Of time and memory est un projet en cours. C’est une étude culturelle de la façon dont l’histoire a défini et déterminé la culture post-soviétique et comment cette culture a défini et déterminé la société. Ces photographies explorent les espaces physiques et mentaux des humains dans un climat de désillusion et de manque de confiance, avec un focus sur l’influence du communisme sur la culture visuelle des gens. Avec un intérêt particulier pour le lien entre totalitarisme et kitsch, spécialement dans l’espace domestique. À l’époque soviétique, le kitsch était la forme d’esthétique la plus répandue et la seule abordable.

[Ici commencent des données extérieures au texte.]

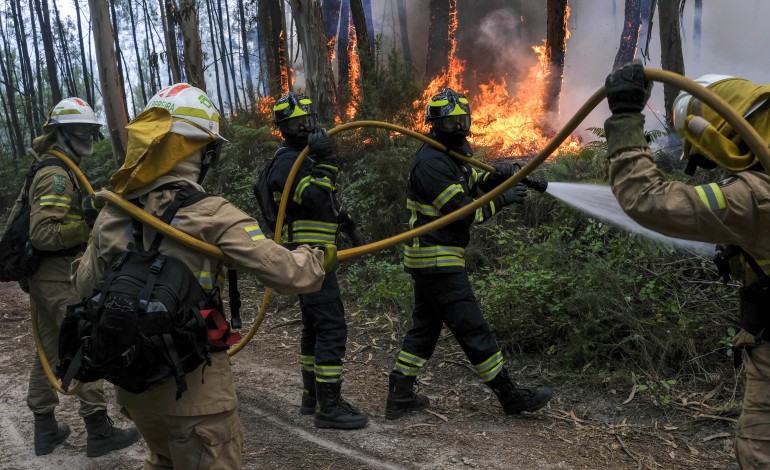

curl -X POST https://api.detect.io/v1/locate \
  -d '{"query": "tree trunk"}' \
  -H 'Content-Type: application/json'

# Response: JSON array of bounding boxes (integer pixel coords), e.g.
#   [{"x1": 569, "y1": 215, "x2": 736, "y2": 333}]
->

Vingt années ont passé depuis la chute de l’Union soviétique. Pour la jeune génération des anciens pays membres, cette période de temps pourrait sembler une éternité. Mais le régime totalitaire a dicté leur vie aux gens pendant très longtemps et a laissé des stigmates sur tous les aspects de leur être. Cela a modifié leur culture, leurs perceptions, leur mentalité et jusqu’à leurs souvenirs. Une nouvelle forme d’existence a émergé. Aujourd’hui, les traces et les conséquences de cette époque sont encore vivaces.
Et comme cela arrive toujours dans la vie, le temps guérit toutes les blessures. Peu à peu les souvenirs les plus durs s’estompent. Les formes et les figures disparaissent pour être remplacer par de nouveaux motifs et éléments de la vie moderne.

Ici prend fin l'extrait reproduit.